Whatever you tag their sound, as a visceral pleasure they were tough to beat, and remarkably consistent at that. There aren’t really any duds among Motörhead’s 23 studio albums, but there are some standouts, usually the result of the lineup that saw Lemmy joined by brutal guitarist “Fast” Eddie Clarke and brutal-er drummer Phil “Philthy Animal” Taylor. Commercial highpoint Ace of Spades (1980) is the album a non-Motörhead fan is most likely to have heard of, but live album No Sleep ‘Til Hammersmith (1981) is grimier, and maybe better. Produced by the wizardly Bill Laswell, 1986’s Orgasmatron (I’m sorry, I love that album title) has hints of psychedelia and dub, and is the best one to listen to while in a stupor, drunken or otherwise.

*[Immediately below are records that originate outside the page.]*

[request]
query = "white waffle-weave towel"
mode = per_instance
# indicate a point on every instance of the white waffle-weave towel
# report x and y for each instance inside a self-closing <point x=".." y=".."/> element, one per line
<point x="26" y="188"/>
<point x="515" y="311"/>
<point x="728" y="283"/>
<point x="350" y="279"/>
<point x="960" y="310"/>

Whichever album you pick up — actually, maybe just start with the No Remorse compilations — you’ll hear something fast and wild.
Lemmy spent 50 years as a walking middle finger to the suit-and-tie world. You can take that as a vicarious thrill, or you can view the unsavory aspects of his life as not only worthy of celebration and interpret his behavior as something other than signs of spiritual integrity. There was his obsession with Nazi memorabilia. His, I dunno, slightly skeevy claim to have slept with somewhere between 1,000 and 2,000 women. (He never married.) His substance abuse. The fact that, when the band wasn’t on tour, he could almost always be found playing video poker by himself at the Rainbow Bar and Grill in his adopted hometown of Los Angeles. It doesn’t strike me as overreaching to suggest that, just like his fans, Lemmy needed Motörhead’s gunned-engine barrage to help fill a hole, or at least pummel the senses for a while while trying to forget what’s missing. Or, of course, maybe the man just liked to collect freaky shit, play cards, and screw. There are worse ways to pass the time.
When news of Lemmy’s passing came last night, I saw folks on Twitter note that this moment had seemed impossible. Lemmy, like Keith Richards, appeared destined to outlive us all. If he was ever going to die, shouldn’t it have happened already? But he wound up, as we all do, killed by death. You win some, you lose some, as he sang. He knew that, despite appearances, he was mortal. “Death is an inevitability, isn’t it?” Lemmy told an interviewer not terribly long ago. “If I died tomorrow, I couldn’t complain. It’s been good.” And loud.